В последующие дни пожар удалось потушить. После гибели быстроногого крайнего нападающего других жертв больше не было. Не думаю, что когда-либо раньше или позже в наших местах бывало хоть что-нибудь подобное (я имею в виду пожары, а не крайних нападающих). Все-таки мы жили не на юге. Все эти события произошли практически в одно время, сменяя одно другое с головокружительной быстротой: буйство огня, захлопнувшаяся дверь, мое рождение, смерть матери.
Отец поклялся, что вырастит меня сам, и не жалея сил принялся за дело. Но приглядывать за шестью с половиной сотнями цесарок и новорожденным младенцем – задача не из легких. Акушерка, зная, чем он занимается, посоветовала ему обратить особое внимание на гигиену, и он взял за правило тщательно мыть руки с марсельским мылом каждый раз, когда от одних (цесарок) переходил к другому (то есть ко мне). В стене дома был укреплен водопроводный кран, и отец старательно тер под ним ногти специально купленной щеткой. Кроме того, он обязательно снимал запачканные птичьим пометом сапоги, когда входил в отведенную мне большую комнату, где я целый день лежал под присмотром Бобе (названного так в честь Луизона Бобе, тогдашнего трехкратного победителя гонки «Тур де Франс»). Строго говоря, отец провел полтора года, без конца намывая руки с марсельским мылом, вычищая щеткой грязь из-под ногтей, а также снимая и снова обувая сапоги.

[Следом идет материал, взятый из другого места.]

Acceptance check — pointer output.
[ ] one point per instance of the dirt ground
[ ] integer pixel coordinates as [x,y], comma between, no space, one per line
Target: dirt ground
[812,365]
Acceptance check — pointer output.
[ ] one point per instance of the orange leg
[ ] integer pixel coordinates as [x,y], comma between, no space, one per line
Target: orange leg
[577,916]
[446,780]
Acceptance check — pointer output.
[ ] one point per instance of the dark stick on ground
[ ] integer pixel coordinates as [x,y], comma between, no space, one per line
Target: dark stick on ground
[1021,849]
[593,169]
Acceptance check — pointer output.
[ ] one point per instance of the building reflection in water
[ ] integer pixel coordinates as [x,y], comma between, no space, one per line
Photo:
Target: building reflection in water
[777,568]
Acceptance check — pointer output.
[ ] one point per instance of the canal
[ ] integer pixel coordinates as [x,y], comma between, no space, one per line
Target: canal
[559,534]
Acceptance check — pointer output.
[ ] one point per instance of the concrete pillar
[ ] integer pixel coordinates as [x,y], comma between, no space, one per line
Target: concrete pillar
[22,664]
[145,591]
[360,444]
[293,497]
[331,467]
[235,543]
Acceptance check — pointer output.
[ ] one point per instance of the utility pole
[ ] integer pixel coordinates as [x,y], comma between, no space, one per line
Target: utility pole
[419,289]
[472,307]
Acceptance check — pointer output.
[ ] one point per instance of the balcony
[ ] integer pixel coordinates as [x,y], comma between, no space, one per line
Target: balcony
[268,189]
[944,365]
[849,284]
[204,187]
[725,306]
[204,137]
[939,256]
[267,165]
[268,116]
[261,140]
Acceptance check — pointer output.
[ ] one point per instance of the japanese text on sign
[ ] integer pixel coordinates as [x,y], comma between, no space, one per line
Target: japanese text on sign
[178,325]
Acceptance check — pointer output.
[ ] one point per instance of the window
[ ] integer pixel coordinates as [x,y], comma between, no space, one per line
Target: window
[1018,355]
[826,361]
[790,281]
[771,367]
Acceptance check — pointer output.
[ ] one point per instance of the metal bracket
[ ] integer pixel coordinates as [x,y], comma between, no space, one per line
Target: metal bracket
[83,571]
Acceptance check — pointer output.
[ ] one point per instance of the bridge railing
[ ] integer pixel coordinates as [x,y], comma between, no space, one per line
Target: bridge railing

Поначалу ко мне приходила кормилица, но скоро отец ее выставил. Его смущало, что она дает мне грудь в его присутствии, даже если она прикрывалась носовым платком (хотя никогда не читала «Тартюфа» Мольера). Он боялся взглянуть в ее сторону и только спрашивал издалека: «Ну как он? Хорошо сосет?» Но еще больше его смущало, что после каждой кормежки она начинала плакать и, всхлипывая, причитала: «Бедная Жанна, бедная, бедная Жанна!» (Мою мать звали Жанной.) «На моем месте должна была быть ты! Это ты должна была его кормить!» В общем, он довольно быстро отказался от услуг кормилицы и решил, что будет кормить меня из бутылочки, чего бы это ему ни стоило. Как только я начинал орать, пес Бобе – здоровая пегая дворняга с жесткой шерстью, висячими ушами и карими глазами – бежал к отцу, который или чинил загородку в курятнике, или налаживал отопление в отсеке для недавно приобретенных цыплят, и бил тревогу. «Хорошо, Бобе, вижу, – отвечал отец. – Сейчас иду». Он шаркающей походкой шел к дому, снимал сапоги, мыл под краном руки, чистил щеткой ногти и заглядывал ко мне. Чаще всего я орал от голода. Тогда он подогревал на водяной бане молоко, капал его себе на руку, пробуя, не слишком ли горячо (а иногда просто отпивал глоток из кастрюльки), клал меня на колени и смотрел, как я высасываю всю бутылочку. Потом он прижимал меня к груди и гладил мне спинку, чтобы я отрыгнул воздух, после чего снова клал меня в кровать, обувал сапоги и все той же шаркающей походкой шел дальше работать. Примерно через полчаса я снова начинал орать – потому, что испачкал пеленки, или потому, что мне в глаза било солнце, или потому, что над ухом у меня зудел комар, или еще почему-нибудь. Отец как ни в чем не бывало снова шел меня проведать, никогда не выказывая ни малейших признаков раздражения.
Если ему нужно было уехать больше чем на два часа, он заранее меня кормил, переодевал в сухое и оставлял на попечение Бобе: «Смотри тут за ним, ладно?» Пес садился возле моей кроватки и не сходил с места. Эту деревянную кроватку смастерил своими руками мой дед, и она в общих чертах напоминала вагон поезда (решетка была сделана в виде узких окошек, а ножки – в виде половинок колес). Я был в полной безопасности. Никто кроме отца не смел приблизиться ко мне, не рискуя попасть в зубы Бобе. В общем веселый и дружелюбный, Бобе, облеченный священной миссией моей охраны, напрочь терял чувство юмора.